# Homework Help: Antiderivative of product of trig functions

1. Dec 11, 2008

### snipez90

1. The problem statement, all variables and given/known data
Find the antiderivative of $$sin^4(x)tan^2(x)$$

2. Relevant equations
Trig identities I may have overlooked.

3. The attempt at a solution
I tried writing the integrand in terms of sin and cos but that didn't seem to lead anywhere. I tried integration by parts since the antiderivative of $$tan^2(x)$$ is $$tanx - x + C$$, but that approach lead to a more difficult integral that might have been solved using a messier integration by parts.

This isn't really homework since I'm in a theoretical calc course and we begin the theory of integration next quarter (in fact, we're on break). Anyways I used to be pretty good with elementary terms integration but I'm stuck. Could someone suggest a good first step? Thanks.

2. Dec 11, 2008

### Staff: Mentor

I think this will go with integration by parts.
Try u = tan^2(x)sin^3(x) and dv = sin(x)dx.

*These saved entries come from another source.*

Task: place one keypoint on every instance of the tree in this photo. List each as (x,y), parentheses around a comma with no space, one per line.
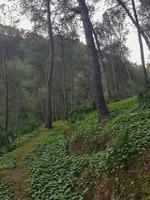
(141,45)
(50,68)
(96,74)
(137,25)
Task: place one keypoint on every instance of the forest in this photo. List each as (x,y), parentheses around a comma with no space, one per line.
(74,100)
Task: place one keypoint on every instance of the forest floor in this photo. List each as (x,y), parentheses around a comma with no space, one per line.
(83,160)
(19,175)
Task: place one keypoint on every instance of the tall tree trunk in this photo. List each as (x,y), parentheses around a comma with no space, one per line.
(96,72)
(129,77)
(64,78)
(114,75)
(141,45)
(50,68)
(103,64)
(137,25)
(6,112)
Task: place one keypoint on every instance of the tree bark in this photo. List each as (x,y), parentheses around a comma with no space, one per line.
(65,98)
(141,45)
(96,72)
(6,112)
(137,25)
(50,68)
(103,64)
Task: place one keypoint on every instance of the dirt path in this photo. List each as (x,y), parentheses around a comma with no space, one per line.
(20,175)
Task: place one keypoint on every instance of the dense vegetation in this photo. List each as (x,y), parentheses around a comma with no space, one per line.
(74,115)
(72,162)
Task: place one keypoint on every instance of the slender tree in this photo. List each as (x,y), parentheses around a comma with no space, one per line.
(96,73)
(141,44)
(50,68)
(137,25)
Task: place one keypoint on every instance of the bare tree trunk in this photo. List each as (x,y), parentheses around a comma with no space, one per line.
(50,68)
(141,45)
(103,64)
(96,72)
(114,75)
(137,25)
(64,78)
(6,112)
(17,113)
(129,77)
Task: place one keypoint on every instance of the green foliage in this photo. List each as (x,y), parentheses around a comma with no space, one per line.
(80,112)
(6,192)
(7,162)
(127,130)
(54,173)
(144,98)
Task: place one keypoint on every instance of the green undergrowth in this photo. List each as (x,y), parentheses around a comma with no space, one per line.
(124,135)
(6,191)
(54,173)
(74,160)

This gave me an unwieldy-looking integral, but after simplifying to sines and cosines, I was left with $$\int \frac{sin x}{cos^2 x} dx$$ and $$\int sin^4 x dx$$. There were constant multipliers that I have omitted.

The first integral is an easy one and the second isn't too hard.
Hope that helps.

3. Dec 11, 2008

### Tedjn

Another potential way to do this integral is by converting everything to cosines because there is a cosine downstairs:

$$\int \sin^4x\,\tan^2x\,dx = \int\frac{(1-\cos^2 x)^3}{\cos^2 x}\,dx = \int \frac{1 - 3\cos^2 x + 3\cos^4 x - \cos^6 x}{\cos^2 x}\,dx$$​

Each of the resulting integrals should be fairly simple to solve.

4. Dec 11, 2008

### snipez90

Thank you both for the suggestions.

Mark44, did you arrive at those two integrals after applying integration by parts once? I got sin sin^4(x) term but the the one before that (I think it was sin^4(x)/cos^2(x) or something). I'll try it again though.

Tedjn, I thought of the very first equality you posed but did not think to expand it. That is quite a neat trick, i.e., decrease the powers by expansion. A few expansions and some computation and it worked out well. Thanks.

5. Dec 12, 2008

Yes.